Three-dimensional modeling of hyphal fusion, branching, and nutrient transport in filamentous fungi.

Abstract

Fungi exhibit behaviors distinct from other microbes. Filamentous fungi grow by extending complex networks of branched filaments collectively referred to as the mycelium. These networks can expand over large distances and traverse low-nutrient areas by translocating nutrients through the filament network. This spatial characteristic makes filamentous fungi crucial for soil ecosystems, supporting stable microbial communities and promoting plant growth. However, simulating these behaviors is complex. The elongated nature of fungal compartments results in different mechanical interactions compared to the commonly modeled spherical bacteria. These detailed hyphal mechanics require specialized consideration and are often excluded from conventional fungal simulation packages. Additionally, the extensive fungal networks in nature demand computationally intensive simulations, necessitating high-performance algorithms. Therefore, realistic fungi simulations require specialized software.

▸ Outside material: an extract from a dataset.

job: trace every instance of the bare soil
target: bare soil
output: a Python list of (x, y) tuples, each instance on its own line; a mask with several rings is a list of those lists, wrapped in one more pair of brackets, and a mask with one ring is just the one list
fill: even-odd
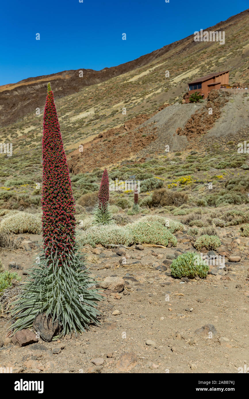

We introduce a fungal modeling expansion to the high-performance biological modelling and interface exchange (bmx) software suite. bmx leverages adaptive mesh refinement in AMReX for chemical diffusion and incorporates a full mechanical model for bacterial cells, accelerated by GPUs. By extending bmx to model filamentous particles, we demonstrate the formation of complex filament networks through interactions like hyphal branching and fusion (anastomosis). We show that the networks produced match real-world fungal structures through various metrics. This work supports computational studies of fungal growth dynamics and can be adapted to investigate the growth of other filamentous structures in biology or materials science. The expanded-BMX package is open-sourced and is available online.